The subsequent algorithm generates the proposal distribution using the Hamiltonian equations. In particular, it will start from \[ \theta(0) = \theta^{i-1}, \quad p(0) \sim N(0,M). \] Using the Hamiltonian equations over a time interval \(t\), we obtain (in slight abuse of notation)

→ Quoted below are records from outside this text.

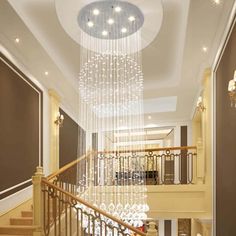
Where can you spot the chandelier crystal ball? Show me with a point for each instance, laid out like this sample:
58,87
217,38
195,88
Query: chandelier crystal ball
110,19
111,89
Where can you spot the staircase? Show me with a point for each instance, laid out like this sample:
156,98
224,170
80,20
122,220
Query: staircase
22,225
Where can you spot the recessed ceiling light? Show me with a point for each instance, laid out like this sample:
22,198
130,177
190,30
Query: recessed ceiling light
17,40
96,12
104,33
110,21
123,30
90,24
118,9
217,2
204,49
131,18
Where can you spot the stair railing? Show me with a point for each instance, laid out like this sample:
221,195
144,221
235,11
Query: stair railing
63,212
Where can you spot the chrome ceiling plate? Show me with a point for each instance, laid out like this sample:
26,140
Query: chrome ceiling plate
110,19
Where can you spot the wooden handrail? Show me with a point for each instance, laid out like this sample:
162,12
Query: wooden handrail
78,199
66,167
149,149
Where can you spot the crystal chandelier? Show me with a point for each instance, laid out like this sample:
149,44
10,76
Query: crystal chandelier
111,90
232,90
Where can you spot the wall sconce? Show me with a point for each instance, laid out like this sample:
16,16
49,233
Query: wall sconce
59,119
200,105
232,90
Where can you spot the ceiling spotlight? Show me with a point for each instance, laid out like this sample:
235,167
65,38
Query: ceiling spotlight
123,30
104,33
17,40
90,24
117,9
204,49
96,12
110,21
131,18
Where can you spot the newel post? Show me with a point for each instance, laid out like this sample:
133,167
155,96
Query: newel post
38,201
152,229
200,162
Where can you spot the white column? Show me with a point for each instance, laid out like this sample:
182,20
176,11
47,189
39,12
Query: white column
177,144
161,227
38,201
152,229
174,227
54,131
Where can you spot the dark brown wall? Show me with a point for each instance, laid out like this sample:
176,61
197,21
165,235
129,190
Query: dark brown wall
19,128
183,142
226,144
71,140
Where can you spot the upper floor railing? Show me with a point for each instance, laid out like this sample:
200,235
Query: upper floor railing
171,165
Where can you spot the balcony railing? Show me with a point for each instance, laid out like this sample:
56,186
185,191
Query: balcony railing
66,213
172,165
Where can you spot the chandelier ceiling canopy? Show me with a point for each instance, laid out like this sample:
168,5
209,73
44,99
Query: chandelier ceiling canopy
124,19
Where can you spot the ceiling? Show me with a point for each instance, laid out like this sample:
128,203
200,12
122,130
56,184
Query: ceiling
173,63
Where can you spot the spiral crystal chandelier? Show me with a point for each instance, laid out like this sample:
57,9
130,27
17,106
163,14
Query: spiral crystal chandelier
111,90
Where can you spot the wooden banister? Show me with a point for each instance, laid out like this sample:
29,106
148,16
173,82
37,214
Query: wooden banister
80,200
149,149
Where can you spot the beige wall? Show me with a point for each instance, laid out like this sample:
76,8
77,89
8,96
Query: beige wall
202,130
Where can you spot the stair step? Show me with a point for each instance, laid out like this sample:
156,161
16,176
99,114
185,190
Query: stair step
27,214
21,221
17,230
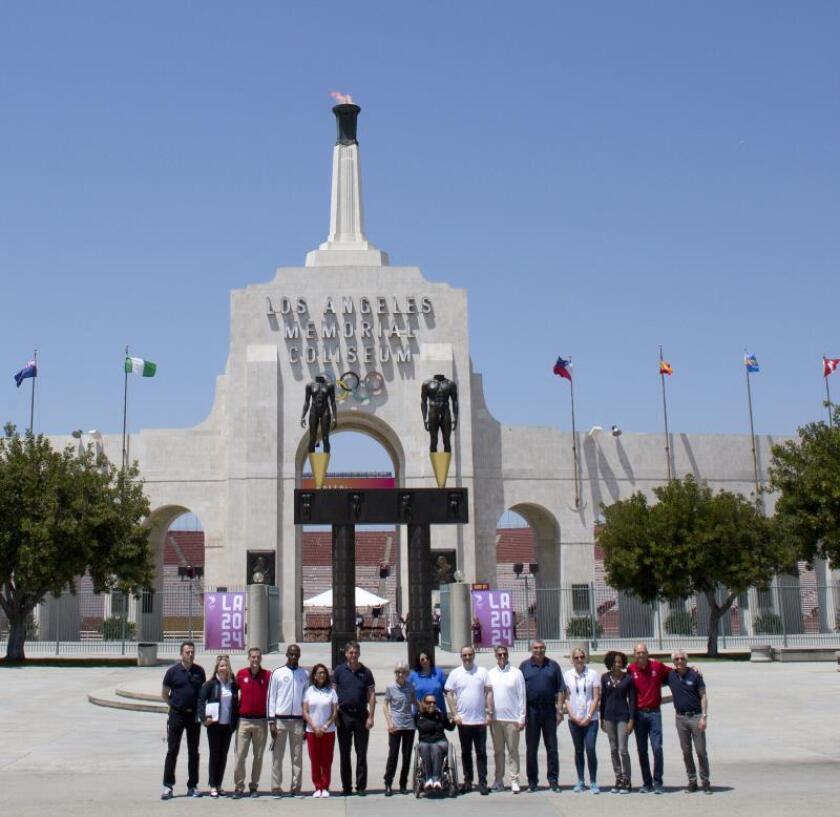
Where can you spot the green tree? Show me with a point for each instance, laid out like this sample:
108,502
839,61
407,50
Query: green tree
63,514
691,541
806,473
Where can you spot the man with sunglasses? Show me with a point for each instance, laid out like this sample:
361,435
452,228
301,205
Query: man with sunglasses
508,685
470,700
544,692
690,704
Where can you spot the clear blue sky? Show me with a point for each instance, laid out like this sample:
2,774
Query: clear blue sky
602,178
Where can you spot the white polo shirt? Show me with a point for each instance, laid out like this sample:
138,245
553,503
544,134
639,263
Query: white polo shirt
508,686
469,688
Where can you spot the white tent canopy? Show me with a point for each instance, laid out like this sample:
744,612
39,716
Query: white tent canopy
363,599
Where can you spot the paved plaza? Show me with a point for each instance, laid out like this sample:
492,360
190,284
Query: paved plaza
772,741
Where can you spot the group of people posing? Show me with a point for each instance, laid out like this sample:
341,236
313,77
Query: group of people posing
293,705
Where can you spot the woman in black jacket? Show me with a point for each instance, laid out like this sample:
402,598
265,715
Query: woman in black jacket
218,710
618,713
431,740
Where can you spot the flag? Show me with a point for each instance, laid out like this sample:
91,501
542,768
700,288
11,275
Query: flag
563,368
30,370
136,365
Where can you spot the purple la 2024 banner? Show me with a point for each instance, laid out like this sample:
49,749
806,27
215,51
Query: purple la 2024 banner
224,621
492,618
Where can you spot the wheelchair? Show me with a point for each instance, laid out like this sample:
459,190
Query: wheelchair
448,777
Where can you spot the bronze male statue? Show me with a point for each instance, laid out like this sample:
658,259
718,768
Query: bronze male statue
320,403
435,398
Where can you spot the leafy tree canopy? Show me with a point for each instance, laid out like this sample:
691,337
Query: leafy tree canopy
64,514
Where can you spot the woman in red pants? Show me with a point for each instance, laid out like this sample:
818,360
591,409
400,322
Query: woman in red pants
320,709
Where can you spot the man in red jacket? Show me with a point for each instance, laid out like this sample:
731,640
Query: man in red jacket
253,725
648,677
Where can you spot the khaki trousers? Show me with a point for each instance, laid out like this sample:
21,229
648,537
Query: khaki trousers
290,729
505,735
247,733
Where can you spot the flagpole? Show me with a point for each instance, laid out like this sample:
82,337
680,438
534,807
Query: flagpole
125,408
827,395
574,439
752,428
665,414
32,395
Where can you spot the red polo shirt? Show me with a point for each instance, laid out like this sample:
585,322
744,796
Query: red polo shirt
648,683
253,692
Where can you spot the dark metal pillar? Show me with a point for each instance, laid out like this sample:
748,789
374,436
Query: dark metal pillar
421,634
344,590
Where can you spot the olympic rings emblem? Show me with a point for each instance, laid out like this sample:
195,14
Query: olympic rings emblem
360,389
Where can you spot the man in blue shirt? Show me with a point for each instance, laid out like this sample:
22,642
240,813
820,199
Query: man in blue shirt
544,689
353,682
181,686
690,703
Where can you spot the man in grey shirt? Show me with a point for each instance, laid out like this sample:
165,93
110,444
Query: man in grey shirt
399,705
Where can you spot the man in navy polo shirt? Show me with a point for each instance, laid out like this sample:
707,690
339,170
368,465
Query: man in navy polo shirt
353,682
544,690
181,685
690,704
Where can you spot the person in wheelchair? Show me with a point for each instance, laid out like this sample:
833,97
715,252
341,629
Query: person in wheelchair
432,744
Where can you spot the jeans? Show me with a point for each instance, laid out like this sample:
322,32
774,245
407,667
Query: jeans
617,733
401,738
473,735
176,725
432,755
218,737
649,727
584,738
352,730
688,730
541,723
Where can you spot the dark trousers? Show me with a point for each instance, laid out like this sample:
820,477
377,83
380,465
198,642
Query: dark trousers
352,729
218,738
649,727
404,738
583,738
176,725
541,723
474,736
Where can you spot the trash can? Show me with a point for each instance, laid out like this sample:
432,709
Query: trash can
146,654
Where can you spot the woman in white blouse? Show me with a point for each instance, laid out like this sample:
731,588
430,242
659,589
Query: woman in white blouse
583,700
320,709
218,710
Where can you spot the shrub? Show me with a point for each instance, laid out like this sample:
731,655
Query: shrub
582,628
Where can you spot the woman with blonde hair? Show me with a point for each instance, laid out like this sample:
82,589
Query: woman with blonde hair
218,710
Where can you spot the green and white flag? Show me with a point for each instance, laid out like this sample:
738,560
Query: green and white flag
136,365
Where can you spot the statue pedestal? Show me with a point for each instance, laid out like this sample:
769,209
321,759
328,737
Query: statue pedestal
318,462
440,465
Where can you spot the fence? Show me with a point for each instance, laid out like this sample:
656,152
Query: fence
786,614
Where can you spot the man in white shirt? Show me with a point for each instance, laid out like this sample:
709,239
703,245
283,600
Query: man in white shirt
508,719
470,701
285,719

\begin{eqnarray*} \hspace{-0.2in} \theta^* - \mu &=& \cos(t/\sqrt{\sigma^2 M}) (\theta^{i-1} - \mu) + \sigma \sin (t/\sqrt{\sigma^2 M}) N(0,1)\\\ p^* &=& -\frac{\sqrt{M}}{\sigma} \sin(t/\sqrt{\sigma^2 M}) (\theta^{i-1} - \mu) + \sqrt{M} \cos(t/\sqrt{\sigma^2 M}) \cdot N(0,1) \end{eqnarray*}
The acceptance probability for the proposed draw depends on the Hamiltonian. But by construction, the dynamics of \(\theta\) and \(p\) are such that the Hamiltonian is constant, meaning the draw is always accepted. So, we obtain the following autoregressive law of motion: \[ \theta^{i} - \mu = \cos(t/\sqrt{\sigma^2 M}) (\theta^{i-1} - \mu) + \sigma \sin (t/\sqrt{\sigma^2 M}) \epsilon^i, \quad \epsilon^i \sim N(0,1) \] Because \(\sin^2 + \cos^2 = 1\), it is easy to see that the stationary distribution of this AR(1) process is the target posterior \(N(\mu,\sigma^2)\). The persistence of the chain depends on the time period \(t\). When \(t\) is set to \[ t^{iid} = \frac{\pi}{2} \sqrt{\sigma^2 M}, \] the chain produces uncorrelated draws of \(\theta\).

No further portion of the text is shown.